Интерес мой вызвало то, что рыси ощутили своего в тотемном трансе. То есть я себе всё время воевал и не понимал, что воюю не совсем я. Или не только. И не отмечал, сколько я уже рысь! А если более двух часов в сутки? Вдруг это вредно!
Петя грустно сказал, что это весьма скверно. По его сведениям, только лешаки, ставшие зверями в человеческом обличье, не отдают себе отчёта, что находятся в трансе.
Стёпа ему радостно возразил, что я прямо сейчас с ними мирно говорю и не кусаюсь, значит, это что-то другое, о чём у них сведений нет. Нужно спрашивать старших, лучше сразу Терентия.
Петя брата неожиданно поддержал. Ведь им сейчас ясно, что я в обычном состоянии, а лешаки становятся зверями навсегда. В любом случае, даже лешак кидается только на того, кого считает врагом, так что на фронте мои странности в глаза бросаться не должны.

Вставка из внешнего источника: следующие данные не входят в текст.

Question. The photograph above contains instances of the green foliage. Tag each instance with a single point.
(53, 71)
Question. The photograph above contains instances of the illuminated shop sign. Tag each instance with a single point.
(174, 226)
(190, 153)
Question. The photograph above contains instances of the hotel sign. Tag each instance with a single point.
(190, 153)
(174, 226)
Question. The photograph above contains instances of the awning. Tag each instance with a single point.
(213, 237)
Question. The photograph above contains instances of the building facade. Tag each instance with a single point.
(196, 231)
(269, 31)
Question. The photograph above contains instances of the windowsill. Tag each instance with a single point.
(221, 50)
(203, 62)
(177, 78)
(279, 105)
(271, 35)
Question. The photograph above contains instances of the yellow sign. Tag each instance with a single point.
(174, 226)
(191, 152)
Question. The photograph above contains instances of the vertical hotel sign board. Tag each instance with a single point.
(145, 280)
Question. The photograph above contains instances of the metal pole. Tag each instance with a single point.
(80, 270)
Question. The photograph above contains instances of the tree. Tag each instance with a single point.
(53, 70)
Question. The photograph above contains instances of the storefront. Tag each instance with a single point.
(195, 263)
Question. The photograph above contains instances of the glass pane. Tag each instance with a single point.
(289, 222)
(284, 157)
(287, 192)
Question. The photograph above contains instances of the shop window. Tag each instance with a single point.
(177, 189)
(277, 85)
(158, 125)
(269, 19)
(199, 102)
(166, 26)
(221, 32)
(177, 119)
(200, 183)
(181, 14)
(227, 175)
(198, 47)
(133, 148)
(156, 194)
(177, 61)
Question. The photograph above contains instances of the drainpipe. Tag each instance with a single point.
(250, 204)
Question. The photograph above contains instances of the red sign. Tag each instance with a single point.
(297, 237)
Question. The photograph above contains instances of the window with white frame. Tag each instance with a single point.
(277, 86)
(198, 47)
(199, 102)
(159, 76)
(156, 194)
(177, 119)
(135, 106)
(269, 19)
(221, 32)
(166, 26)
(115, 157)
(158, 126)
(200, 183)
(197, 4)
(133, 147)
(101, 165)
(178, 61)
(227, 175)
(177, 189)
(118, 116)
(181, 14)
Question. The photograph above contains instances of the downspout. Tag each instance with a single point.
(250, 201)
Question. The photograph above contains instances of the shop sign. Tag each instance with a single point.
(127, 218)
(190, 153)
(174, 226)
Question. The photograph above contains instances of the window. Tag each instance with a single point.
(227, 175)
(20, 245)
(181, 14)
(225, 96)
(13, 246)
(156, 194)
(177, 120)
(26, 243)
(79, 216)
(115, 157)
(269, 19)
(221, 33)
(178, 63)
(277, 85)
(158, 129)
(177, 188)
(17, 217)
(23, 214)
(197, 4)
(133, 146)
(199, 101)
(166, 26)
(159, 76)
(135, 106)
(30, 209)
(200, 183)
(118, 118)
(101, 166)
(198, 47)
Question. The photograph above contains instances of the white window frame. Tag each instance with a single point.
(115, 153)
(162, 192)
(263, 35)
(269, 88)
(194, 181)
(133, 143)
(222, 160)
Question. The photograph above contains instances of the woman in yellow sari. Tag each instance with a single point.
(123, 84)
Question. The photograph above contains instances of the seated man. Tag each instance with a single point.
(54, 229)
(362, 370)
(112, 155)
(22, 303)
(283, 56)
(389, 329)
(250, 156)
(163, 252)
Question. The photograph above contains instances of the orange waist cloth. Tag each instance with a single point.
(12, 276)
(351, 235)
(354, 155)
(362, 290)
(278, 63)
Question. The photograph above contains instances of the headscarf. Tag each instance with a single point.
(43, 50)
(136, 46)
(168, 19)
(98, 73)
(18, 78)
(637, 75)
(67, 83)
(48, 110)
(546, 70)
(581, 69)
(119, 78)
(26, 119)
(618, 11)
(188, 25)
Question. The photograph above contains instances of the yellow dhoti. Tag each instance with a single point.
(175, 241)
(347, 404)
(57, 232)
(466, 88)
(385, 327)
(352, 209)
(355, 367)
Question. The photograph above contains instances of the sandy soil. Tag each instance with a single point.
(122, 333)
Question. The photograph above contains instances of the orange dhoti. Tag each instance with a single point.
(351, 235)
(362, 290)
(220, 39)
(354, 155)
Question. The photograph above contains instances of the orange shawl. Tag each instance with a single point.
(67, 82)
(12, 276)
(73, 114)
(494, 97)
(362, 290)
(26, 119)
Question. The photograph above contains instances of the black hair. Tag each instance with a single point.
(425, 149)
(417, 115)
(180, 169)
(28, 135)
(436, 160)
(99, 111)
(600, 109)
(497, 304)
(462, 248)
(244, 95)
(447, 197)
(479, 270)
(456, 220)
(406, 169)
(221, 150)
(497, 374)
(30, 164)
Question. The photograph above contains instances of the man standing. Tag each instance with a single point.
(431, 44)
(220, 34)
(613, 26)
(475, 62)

Я послал близнецов в э… в сердцах и удалился к своему танку. Чему быть, того не миновать, хотя у старших при случае обязательно спрошу. Отныне частенько по урчанию рыжих определяю, что немножечко выпал в тотемный транс. Полезны всё-таки свои рыси неподалёку, хотя я и не стремлюсь с ними к человеческому общению.